To be fair, this motion is not much stronger than the first one. Manafort doesn’t even present as much reason to throw out this search as he did for the storage unit. He basically just argues the warrant is overbroad, agents exceeded the scope of it, and DOJ improperly has held on to things not covered by the scope of the warrant. He does claim the warrant doesn’t incorporate the affidavit that lays out what can be searched, which I don’t understand because the application does say to refer to the affidavit. Curiously, while in the aftermath of the search, stories reported that the search had improperly seized privileged materials, he doesn’t complain about that in this motion (the docketed materials make it clear that FBI separated out any potentially privileged materials).
That said, I think some of the claim that the warrant was overbroad will need a careful response.
Three specific complaints may suggest what Manafort’s really worried about
Amid the larger argument about overbroad search, Manafort says several things that I find of particular interest. For example, the motion complains that by asking for Manafort’s “state of mind” (either specifically as it relates to the June 9 meeting more broadly).
a warrant directing agents to seize all evidence of the subject’s “state of mind” does not restrict
the agent’s discretion at all. Indeed, the warrant may just as well have told agents to search for
and seize any evidence that the subject committed the subject offenses – all of which require
knowledge and intent.
It seems DOJ may have more specific concerns about Manafort’s state of mind when dealing with Russians, because it goes to his many mixed motivations tying to the election.
Then, Manafort argues, curiously, that the FBI took devices that could not conceivably include evidence like some iPods.
For example, the search warrant inventory of electronic devices seized or imaged includes things such as an Apple iPod music device and some Apple iPod Touch music and video devices.
Except that’s not right: you can use Signal on iPods, so these might have stored communication.
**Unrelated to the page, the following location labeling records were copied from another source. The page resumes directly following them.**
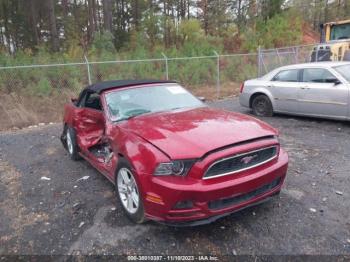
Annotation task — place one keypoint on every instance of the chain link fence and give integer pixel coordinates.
(214, 76)
(270, 59)
(211, 75)
(36, 93)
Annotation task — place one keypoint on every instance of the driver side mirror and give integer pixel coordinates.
(202, 98)
(336, 82)
(74, 100)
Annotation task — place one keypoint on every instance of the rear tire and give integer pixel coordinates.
(262, 106)
(71, 144)
(128, 192)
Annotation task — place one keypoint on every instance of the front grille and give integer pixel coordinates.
(233, 201)
(241, 162)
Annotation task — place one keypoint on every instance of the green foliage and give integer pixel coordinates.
(280, 30)
(190, 31)
(43, 87)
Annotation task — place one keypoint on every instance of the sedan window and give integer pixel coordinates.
(287, 76)
(344, 70)
(318, 75)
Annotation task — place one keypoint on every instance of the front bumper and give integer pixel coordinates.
(213, 198)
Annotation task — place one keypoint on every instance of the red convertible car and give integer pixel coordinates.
(172, 158)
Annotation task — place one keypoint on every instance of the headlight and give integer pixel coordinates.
(177, 168)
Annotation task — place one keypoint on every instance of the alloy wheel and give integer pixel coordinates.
(128, 191)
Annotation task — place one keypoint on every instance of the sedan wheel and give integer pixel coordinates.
(128, 191)
(262, 106)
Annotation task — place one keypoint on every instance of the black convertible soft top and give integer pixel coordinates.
(102, 86)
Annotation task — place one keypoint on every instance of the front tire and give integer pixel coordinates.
(128, 193)
(262, 106)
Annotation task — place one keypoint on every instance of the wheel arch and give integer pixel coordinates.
(261, 92)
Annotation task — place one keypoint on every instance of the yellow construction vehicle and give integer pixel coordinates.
(335, 42)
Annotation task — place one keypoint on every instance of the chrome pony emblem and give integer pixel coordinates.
(246, 160)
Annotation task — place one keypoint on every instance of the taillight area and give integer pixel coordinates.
(241, 88)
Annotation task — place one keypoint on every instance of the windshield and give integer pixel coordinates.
(340, 32)
(344, 70)
(124, 104)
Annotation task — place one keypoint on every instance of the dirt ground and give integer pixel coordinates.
(47, 208)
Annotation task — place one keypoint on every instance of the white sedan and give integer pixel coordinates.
(314, 89)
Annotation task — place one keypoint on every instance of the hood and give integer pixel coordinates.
(187, 134)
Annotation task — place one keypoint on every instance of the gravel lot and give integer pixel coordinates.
(65, 215)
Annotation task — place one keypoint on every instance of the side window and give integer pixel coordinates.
(287, 76)
(92, 100)
(318, 75)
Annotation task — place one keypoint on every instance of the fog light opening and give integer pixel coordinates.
(186, 204)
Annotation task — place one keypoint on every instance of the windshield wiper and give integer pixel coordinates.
(133, 115)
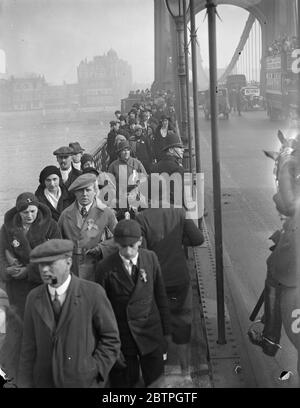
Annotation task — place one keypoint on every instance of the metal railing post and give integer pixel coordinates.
(211, 11)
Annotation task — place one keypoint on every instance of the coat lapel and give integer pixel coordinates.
(44, 308)
(141, 266)
(74, 215)
(120, 273)
(70, 306)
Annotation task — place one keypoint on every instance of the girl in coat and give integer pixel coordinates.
(52, 192)
(26, 225)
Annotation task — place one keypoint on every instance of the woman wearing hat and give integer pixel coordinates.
(52, 192)
(159, 140)
(26, 225)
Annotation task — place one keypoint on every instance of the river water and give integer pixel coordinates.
(27, 146)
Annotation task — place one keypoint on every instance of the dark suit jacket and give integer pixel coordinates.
(74, 173)
(77, 353)
(65, 200)
(141, 310)
(164, 231)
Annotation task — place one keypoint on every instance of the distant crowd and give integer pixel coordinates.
(98, 292)
(283, 44)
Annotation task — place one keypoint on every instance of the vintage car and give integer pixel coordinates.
(223, 103)
(251, 99)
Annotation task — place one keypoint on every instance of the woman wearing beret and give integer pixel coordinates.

Which would be precisely the kind of thing that would be of most interest: devices that could be used for encrypted comms that would not show up on cell records.
Finally, Manafort complains, at length, that DOJ hasn’t given any of this back.
To date, the government has not represented that the materials seized were subject to any process or procedure to insure the government only retained materials within the scope of the search warrant. The government has only represented that the materials have been subject to a privilege review. The government is required to review seized materials and “identify and return those materials not covered by the warrant.”
They do so citing longer periods of review, so it’s unlikely this complaint will go anywhere.
But as I’ve said, Manafort has a great incentive, in his likely futile suppression motions, to try to force DOJ to cough up more information about the case in chief. And by demanding that DOJ start giving stuff back, he may force them to show what they consider valuable or at least still can’t make sense of.
Ultimately, this suppression motion may be more about trying to prevent the government from keeping stuff supporting even more charges while it pursues the two classes of charged crimes and the soon to be charged crimes named in the affidavit.
bmaz was proved fucking right
Finally, just to prove that bmaz was right all along, I’ll note that this search warrant permits the FBI to take things relating to Manafort’s wife Kathleen.
bmaz has long been wondering why DOJ didn’t also charge her, which might provide more leverage to get Manafort to flip than charging Gates would. References in the affidavit to them reorganizing their lives suggests Kathleen might not have been as persuasive as she once would have been.